As they negotiated the turn-off into the Westmead Estate, Shaw smiled into the rear-view mirror, wondering what Mosse would be thinking now, hoping that even his cold blood would have begun to race with the uncertainty, the return to the scene of the crime. Ahead of them the twenty-one-storey block of Vancouver House stood against the night sky, steam leaking from heating systems as if the innards were boiling over. Underneath, in the concrete-pillared car park, Jonathan Tessier’s body had been found on a summer’s evening nearly fourteen years ago. He wondered what Mosse felt about that, whether he thought of himself as a different person back then. That must be how it worked — or did he survive by protective amnesia? By imagining it was someone else back then, a distant relative who didn’t even get a Christmas card any more.

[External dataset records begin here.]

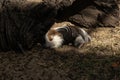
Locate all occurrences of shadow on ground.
[0,47,120,80]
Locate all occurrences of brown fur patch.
[47,29,62,41]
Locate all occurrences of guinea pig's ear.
[58,33,63,38]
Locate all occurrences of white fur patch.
[52,35,63,48]
[45,34,63,48]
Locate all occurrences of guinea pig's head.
[45,29,64,48]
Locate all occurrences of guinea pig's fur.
[45,22,91,48]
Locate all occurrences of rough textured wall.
[0,0,119,51]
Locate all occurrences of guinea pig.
[45,22,91,48]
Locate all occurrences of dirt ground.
[0,27,120,80]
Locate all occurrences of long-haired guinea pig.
[45,22,91,48]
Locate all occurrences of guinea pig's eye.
[49,35,53,41]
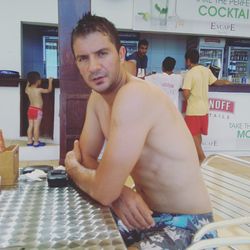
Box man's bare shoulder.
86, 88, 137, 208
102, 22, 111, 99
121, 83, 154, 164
113, 78, 157, 117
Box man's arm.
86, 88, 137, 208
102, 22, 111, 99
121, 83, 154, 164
212, 79, 231, 86
41, 77, 53, 94
182, 89, 191, 101
64, 86, 150, 205
25, 82, 30, 94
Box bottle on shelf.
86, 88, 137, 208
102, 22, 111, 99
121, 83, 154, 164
0, 129, 5, 153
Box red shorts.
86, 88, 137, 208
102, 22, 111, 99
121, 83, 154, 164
27, 106, 43, 120
185, 114, 208, 136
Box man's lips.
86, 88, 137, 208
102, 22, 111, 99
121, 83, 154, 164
92, 76, 104, 85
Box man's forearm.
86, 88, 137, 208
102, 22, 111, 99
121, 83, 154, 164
67, 160, 96, 198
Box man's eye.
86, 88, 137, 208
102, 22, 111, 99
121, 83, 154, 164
77, 56, 88, 62
98, 51, 107, 57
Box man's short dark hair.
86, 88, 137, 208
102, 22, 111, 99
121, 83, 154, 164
185, 49, 200, 64
138, 39, 148, 48
27, 71, 41, 85
71, 13, 121, 53
162, 56, 176, 72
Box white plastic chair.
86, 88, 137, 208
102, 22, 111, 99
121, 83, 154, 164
187, 207, 250, 250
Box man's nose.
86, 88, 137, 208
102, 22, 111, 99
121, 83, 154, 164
89, 57, 100, 72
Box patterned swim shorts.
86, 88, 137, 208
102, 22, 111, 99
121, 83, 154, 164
117, 212, 217, 250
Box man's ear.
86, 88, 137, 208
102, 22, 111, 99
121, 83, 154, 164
119, 46, 126, 62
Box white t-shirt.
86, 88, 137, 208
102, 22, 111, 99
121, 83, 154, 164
145, 72, 183, 108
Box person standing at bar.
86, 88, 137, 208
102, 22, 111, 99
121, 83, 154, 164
145, 56, 183, 108
127, 39, 148, 78
182, 49, 230, 163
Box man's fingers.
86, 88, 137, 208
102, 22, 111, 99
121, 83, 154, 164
138, 204, 155, 228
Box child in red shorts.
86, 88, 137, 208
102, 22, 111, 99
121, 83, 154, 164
25, 71, 53, 147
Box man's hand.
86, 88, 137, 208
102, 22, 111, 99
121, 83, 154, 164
111, 186, 154, 230
65, 140, 82, 174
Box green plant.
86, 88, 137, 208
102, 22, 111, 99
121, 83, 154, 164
155, 3, 168, 14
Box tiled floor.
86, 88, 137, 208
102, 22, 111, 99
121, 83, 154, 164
6, 140, 250, 250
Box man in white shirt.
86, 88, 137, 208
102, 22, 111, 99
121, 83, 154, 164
145, 57, 183, 108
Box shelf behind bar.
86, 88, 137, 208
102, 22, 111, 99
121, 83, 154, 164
0, 78, 60, 88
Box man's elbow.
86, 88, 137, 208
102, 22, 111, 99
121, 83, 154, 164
90, 190, 120, 206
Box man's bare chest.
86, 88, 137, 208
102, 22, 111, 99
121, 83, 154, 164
98, 108, 111, 140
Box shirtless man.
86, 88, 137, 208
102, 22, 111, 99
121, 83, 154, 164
25, 71, 53, 147
65, 14, 213, 249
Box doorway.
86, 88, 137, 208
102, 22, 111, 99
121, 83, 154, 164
20, 23, 59, 139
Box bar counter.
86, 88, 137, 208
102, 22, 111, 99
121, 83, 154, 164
0, 180, 126, 250
209, 83, 250, 93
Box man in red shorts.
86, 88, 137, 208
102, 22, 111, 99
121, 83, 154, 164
25, 71, 53, 147
182, 49, 230, 163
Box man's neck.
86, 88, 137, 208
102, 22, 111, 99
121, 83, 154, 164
164, 71, 174, 75
189, 63, 199, 69
100, 70, 129, 106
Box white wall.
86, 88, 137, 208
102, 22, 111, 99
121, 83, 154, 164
0, 0, 59, 139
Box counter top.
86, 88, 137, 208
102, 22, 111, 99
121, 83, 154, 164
0, 180, 126, 250
209, 84, 250, 93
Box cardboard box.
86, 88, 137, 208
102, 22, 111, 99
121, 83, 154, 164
0, 145, 19, 186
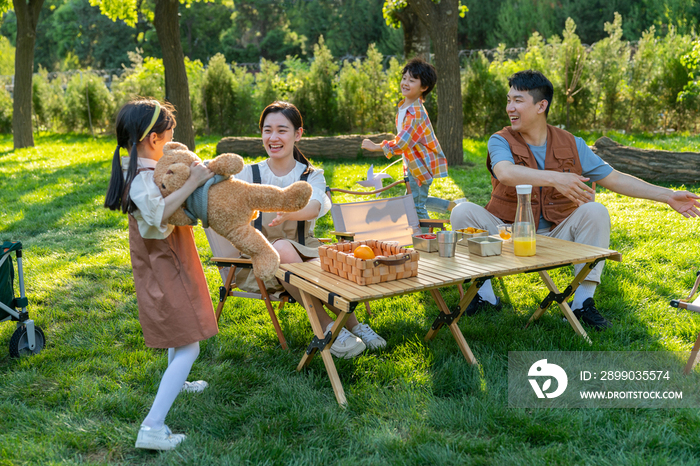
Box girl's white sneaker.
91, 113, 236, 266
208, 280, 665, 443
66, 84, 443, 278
352, 324, 386, 350
135, 424, 185, 450
180, 380, 209, 393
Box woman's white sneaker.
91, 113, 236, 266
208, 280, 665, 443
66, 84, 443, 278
135, 424, 185, 450
352, 324, 386, 350
326, 322, 366, 359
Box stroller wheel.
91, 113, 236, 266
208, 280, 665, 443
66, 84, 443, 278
10, 326, 46, 358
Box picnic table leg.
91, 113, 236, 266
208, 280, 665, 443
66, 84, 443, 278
683, 335, 700, 375
297, 290, 350, 406
425, 280, 485, 341
426, 288, 478, 364
525, 259, 601, 327
528, 267, 593, 344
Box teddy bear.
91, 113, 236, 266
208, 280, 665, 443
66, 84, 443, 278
153, 142, 312, 280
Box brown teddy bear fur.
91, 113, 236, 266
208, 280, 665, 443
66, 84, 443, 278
159, 142, 312, 280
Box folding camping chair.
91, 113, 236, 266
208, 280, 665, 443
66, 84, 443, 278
0, 241, 46, 358
670, 271, 700, 374
204, 228, 295, 349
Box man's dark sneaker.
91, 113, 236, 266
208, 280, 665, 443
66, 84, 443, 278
574, 298, 612, 331
465, 293, 503, 316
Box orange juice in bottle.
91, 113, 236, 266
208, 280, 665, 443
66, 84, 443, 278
513, 184, 536, 256
513, 238, 536, 256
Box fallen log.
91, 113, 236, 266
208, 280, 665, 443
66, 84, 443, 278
216, 133, 394, 159
591, 136, 700, 184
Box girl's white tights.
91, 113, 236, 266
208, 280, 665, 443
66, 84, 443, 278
141, 341, 199, 430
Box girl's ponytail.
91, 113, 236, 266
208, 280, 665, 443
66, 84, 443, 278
105, 146, 124, 210
104, 100, 175, 213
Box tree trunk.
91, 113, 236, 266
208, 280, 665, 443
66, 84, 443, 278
591, 136, 700, 185
153, 0, 194, 151
408, 0, 464, 166
12, 0, 44, 149
394, 8, 430, 61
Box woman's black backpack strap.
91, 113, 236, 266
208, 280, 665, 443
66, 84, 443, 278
250, 163, 262, 233
297, 169, 313, 246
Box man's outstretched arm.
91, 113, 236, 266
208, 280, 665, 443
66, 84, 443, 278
598, 170, 700, 218
493, 160, 594, 205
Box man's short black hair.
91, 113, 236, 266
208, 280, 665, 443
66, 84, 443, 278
508, 70, 554, 116
401, 57, 437, 99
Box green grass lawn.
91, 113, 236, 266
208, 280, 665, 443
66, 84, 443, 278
0, 135, 700, 466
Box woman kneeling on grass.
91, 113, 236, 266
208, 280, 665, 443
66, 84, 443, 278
236, 101, 386, 359
105, 100, 219, 450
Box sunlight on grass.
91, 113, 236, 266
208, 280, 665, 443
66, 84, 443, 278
0, 133, 700, 465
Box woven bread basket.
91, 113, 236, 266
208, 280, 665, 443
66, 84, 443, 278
318, 239, 420, 285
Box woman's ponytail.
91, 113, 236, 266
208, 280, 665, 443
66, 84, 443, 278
294, 144, 313, 173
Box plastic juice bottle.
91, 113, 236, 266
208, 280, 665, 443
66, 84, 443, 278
513, 184, 537, 256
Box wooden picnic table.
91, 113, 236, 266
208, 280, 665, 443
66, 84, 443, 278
277, 235, 621, 405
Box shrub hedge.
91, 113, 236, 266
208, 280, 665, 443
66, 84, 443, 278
9, 18, 700, 137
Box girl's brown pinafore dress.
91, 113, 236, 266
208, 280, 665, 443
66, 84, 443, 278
129, 170, 219, 348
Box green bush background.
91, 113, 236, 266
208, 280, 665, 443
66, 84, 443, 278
8, 14, 700, 137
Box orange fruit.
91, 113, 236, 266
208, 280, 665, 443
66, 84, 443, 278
353, 244, 374, 259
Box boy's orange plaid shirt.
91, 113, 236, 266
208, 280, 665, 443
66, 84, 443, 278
381, 99, 447, 185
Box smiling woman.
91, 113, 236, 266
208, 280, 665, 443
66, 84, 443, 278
231, 101, 386, 358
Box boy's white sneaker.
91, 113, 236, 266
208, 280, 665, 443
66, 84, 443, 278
352, 324, 386, 350
135, 424, 185, 450
326, 322, 367, 359
180, 380, 209, 393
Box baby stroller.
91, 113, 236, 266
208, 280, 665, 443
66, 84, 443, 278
0, 241, 46, 358
671, 271, 700, 374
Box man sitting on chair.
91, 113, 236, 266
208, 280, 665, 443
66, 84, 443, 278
450, 70, 700, 330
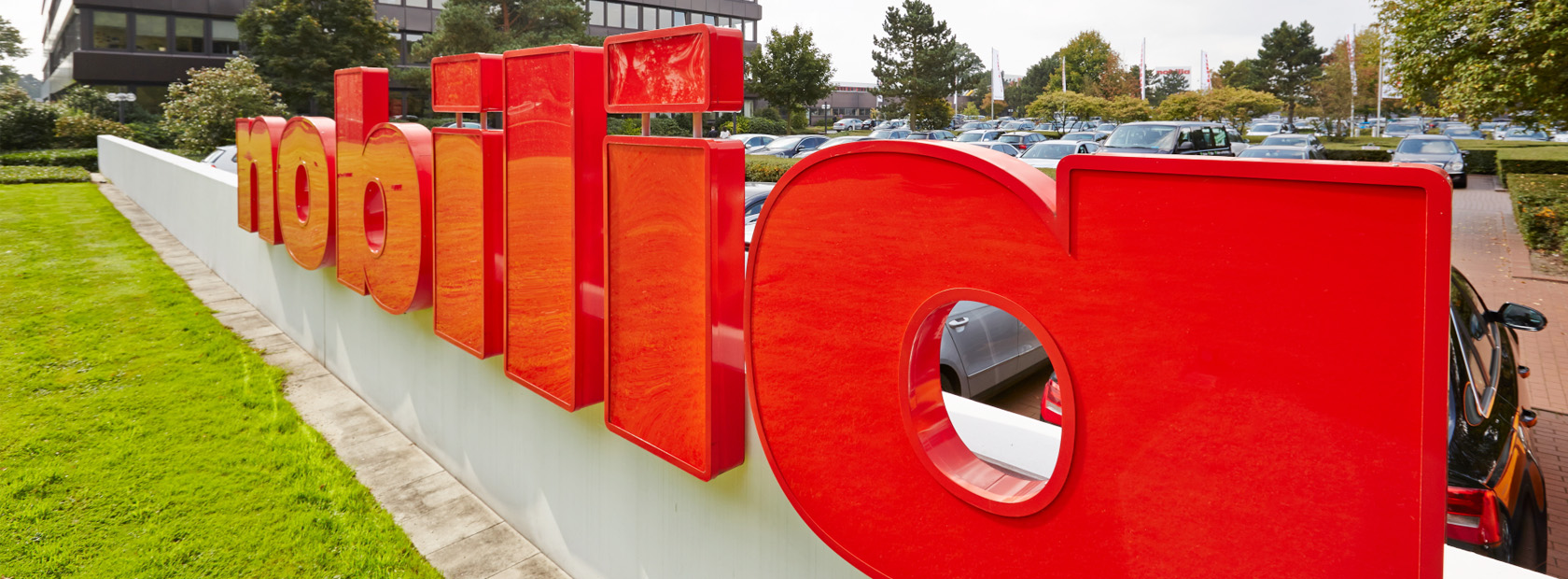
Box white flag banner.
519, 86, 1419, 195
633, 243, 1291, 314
991, 49, 1007, 102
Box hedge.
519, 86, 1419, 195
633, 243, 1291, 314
0, 149, 97, 171
1508, 175, 1568, 253
0, 166, 91, 185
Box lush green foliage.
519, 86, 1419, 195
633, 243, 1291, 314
0, 166, 92, 185
163, 57, 289, 150
747, 25, 833, 134
1257, 21, 1323, 120
1508, 175, 1568, 253
55, 115, 136, 148
0, 184, 438, 577
0, 148, 97, 171
238, 0, 399, 116
872, 0, 987, 129
1379, 0, 1568, 122
0, 99, 60, 150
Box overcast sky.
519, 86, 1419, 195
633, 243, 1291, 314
0, 0, 1377, 81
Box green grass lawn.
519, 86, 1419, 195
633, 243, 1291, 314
0, 184, 438, 577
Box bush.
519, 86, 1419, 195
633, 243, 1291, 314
747, 155, 800, 182
0, 149, 97, 171
0, 101, 58, 150
1508, 175, 1568, 253
0, 166, 91, 185
55, 115, 136, 148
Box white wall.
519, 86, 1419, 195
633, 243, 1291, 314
99, 136, 1545, 579
99, 136, 861, 577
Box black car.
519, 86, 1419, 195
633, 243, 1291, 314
1099, 120, 1236, 157
1446, 268, 1546, 572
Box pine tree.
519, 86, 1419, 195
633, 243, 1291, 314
747, 25, 833, 134
1257, 21, 1323, 120
238, 0, 397, 115
872, 0, 987, 129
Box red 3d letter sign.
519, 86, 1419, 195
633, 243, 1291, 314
604, 25, 745, 480
739, 141, 1450, 579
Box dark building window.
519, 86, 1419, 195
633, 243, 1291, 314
92, 11, 125, 50
136, 14, 169, 51
212, 21, 240, 55
174, 16, 207, 51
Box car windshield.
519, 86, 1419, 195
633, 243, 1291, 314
1262, 134, 1308, 148
1242, 149, 1306, 159
1399, 138, 1460, 155
1103, 124, 1176, 149
1024, 143, 1079, 159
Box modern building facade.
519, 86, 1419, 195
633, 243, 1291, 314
41, 0, 762, 116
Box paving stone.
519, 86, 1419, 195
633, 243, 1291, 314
425, 524, 539, 579
394, 494, 502, 556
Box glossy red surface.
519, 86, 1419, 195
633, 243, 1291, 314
242, 116, 286, 245
277, 116, 337, 270
429, 53, 503, 113
332, 67, 389, 295
431, 129, 505, 358
604, 23, 745, 113
233, 118, 259, 233
505, 46, 605, 411
752, 141, 1450, 579
604, 136, 745, 480
356, 122, 433, 314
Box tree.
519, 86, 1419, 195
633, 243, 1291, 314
1379, 0, 1568, 124
238, 0, 397, 115
163, 56, 287, 150
1257, 21, 1323, 120
0, 16, 28, 85
747, 25, 833, 133
872, 0, 987, 129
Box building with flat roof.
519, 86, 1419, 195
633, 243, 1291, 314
42, 0, 762, 116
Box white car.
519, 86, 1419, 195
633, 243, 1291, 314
729, 134, 777, 149
833, 120, 865, 130
1017, 141, 1099, 169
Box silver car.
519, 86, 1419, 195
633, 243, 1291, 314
939, 302, 1051, 400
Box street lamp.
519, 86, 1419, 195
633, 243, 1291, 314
105, 92, 136, 124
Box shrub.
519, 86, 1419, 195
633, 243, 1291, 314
0, 149, 97, 171
0, 101, 58, 150
163, 56, 286, 150
55, 115, 136, 148
0, 166, 91, 185
747, 155, 800, 182
1508, 175, 1568, 253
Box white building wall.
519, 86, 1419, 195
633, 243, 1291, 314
99, 136, 861, 579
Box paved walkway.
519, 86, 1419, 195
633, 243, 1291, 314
1452, 176, 1568, 577
94, 175, 567, 579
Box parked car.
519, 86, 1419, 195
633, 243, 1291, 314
1502, 127, 1547, 141
958, 130, 1003, 143
747, 134, 828, 159
969, 141, 1017, 157
1383, 120, 1427, 136
729, 134, 777, 149
1236, 145, 1317, 160
1257, 134, 1328, 159
1393, 134, 1469, 189
1103, 120, 1252, 157
1446, 268, 1547, 572
1443, 125, 1487, 141
996, 130, 1046, 150
939, 302, 1051, 400
833, 120, 865, 130
1017, 141, 1099, 169
201, 145, 240, 175
870, 127, 909, 140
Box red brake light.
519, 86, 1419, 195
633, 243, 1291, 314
1448, 487, 1502, 546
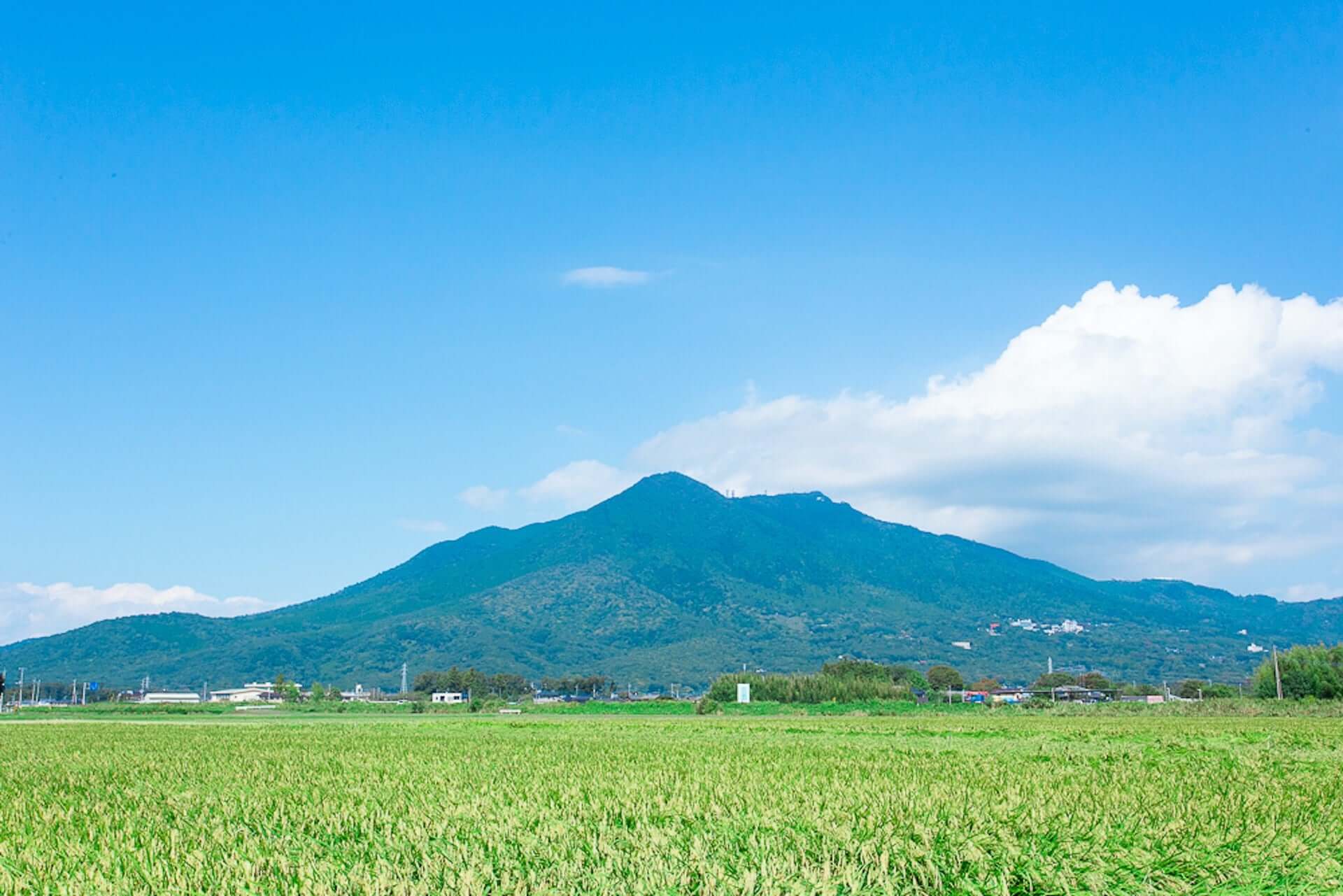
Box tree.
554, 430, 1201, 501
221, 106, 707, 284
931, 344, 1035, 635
928, 665, 965, 690
1077, 671, 1115, 690
1032, 671, 1077, 690
1175, 678, 1207, 700
1253, 643, 1343, 700
274, 673, 298, 702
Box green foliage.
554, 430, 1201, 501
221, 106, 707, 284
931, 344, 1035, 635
928, 667, 965, 690
708, 671, 909, 702
1077, 671, 1115, 690
10, 474, 1343, 696
1251, 643, 1343, 700
0, 702, 1343, 896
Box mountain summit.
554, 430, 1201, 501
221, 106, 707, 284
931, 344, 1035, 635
0, 473, 1343, 685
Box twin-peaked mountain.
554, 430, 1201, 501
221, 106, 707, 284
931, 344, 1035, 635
0, 473, 1343, 686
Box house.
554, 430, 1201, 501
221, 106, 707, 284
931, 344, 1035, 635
340, 685, 374, 702
210, 688, 273, 702
140, 690, 200, 702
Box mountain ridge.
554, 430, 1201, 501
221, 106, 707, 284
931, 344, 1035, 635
0, 473, 1343, 684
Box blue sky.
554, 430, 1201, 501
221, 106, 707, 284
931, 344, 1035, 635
0, 4, 1343, 642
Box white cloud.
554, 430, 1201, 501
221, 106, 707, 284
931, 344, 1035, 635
396, 520, 447, 533
562, 266, 653, 289
0, 582, 278, 643
504, 282, 1343, 590
457, 485, 509, 511
518, 461, 639, 509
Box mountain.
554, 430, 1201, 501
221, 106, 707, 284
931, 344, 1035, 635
0, 473, 1343, 686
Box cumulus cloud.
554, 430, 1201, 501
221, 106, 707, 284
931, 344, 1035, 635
562, 266, 653, 289
457, 485, 509, 511
502, 282, 1343, 599
396, 520, 447, 534
0, 582, 277, 643
518, 461, 639, 509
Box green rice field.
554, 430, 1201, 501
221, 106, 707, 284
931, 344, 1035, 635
0, 713, 1343, 896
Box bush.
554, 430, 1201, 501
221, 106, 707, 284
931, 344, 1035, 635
1253, 643, 1343, 700
928, 667, 965, 690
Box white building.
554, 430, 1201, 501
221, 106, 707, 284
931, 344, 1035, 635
140, 690, 200, 702
210, 686, 271, 702
340, 685, 374, 700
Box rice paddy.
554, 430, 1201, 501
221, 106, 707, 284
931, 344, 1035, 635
0, 713, 1343, 896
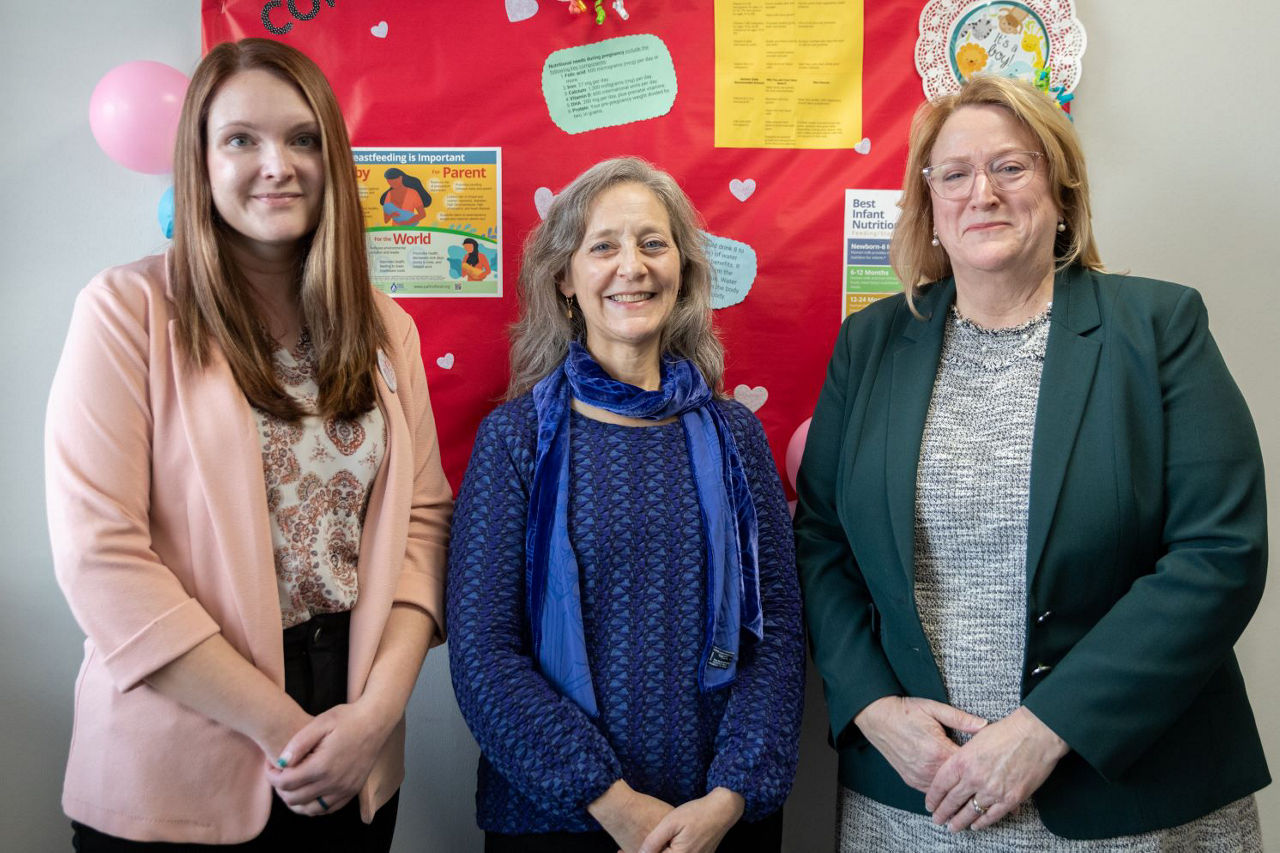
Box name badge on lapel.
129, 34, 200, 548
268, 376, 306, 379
378, 350, 396, 393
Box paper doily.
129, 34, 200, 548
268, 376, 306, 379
915, 0, 1085, 99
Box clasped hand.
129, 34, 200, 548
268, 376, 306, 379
268, 702, 390, 817
854, 697, 1068, 831
588, 779, 744, 853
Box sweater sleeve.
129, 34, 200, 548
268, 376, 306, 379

Shaw parked, got out and walked back to the squad car. Mosse’s window was down and Shaw was heartened to see — for the first time — a genuine look of fear in the solicitor’s eyes as he recognized the DI.
‘I thought we’d talked this through, Mr Shaw,’ said Mosse, his composure immediately reasserted.
‘Just to say I appreciate you offering to do the ID for us,’ said Shaw. ‘We can get you down there in a few minutes, run you home. I wanted a few words, though — and I thought you’d feel more comfortable away from St James’s. Less formal. It’s about Chris Robins’s will.’
Shaw opened the door. Mosse got out. He was in a full-length cashmere overcoat. His shoes were soft leather. Shaw smelt apple-blossom shampoo.
He walked forward and shook Shaw’s hand. It was over before Shaw could stop him. He turned to Valentine, but just nodded. ‘OK,’ he said. ‘But why here?’ Shaw thought the expression he’d arranged on his face was perfectly pitched: mild interest, a willingness to help.
‘Because this is where it all started.’ Shaw looked up at the serried lights in the flats, kitchens mainly, windows obscured by condensation. Shaw could imagine a childhood here, but he couldn’t feel it.
Mosse used one hand to button the coat at his throat. ‘That was a lifetime ago. I don’t mind answering any questions you have. But I’d like it recorded that I’m doing this freely.’
‘Let’s go inside,’ said Shaw, and led the way across the snow-covered tarmac, then in through the pillars of the car park. He found the spot immediately, by a lift shaft, a broken fire-exit sign, a puddle on the floor like blood from a head wound. He’d discovered, amongst his father’s papers, press cuttings from the first days of the inquiry. There’d been a picture of the crime scene. And he’d been back since with Valentine, as if they were the ghosts that haunted the place, not Jonathan Tessier.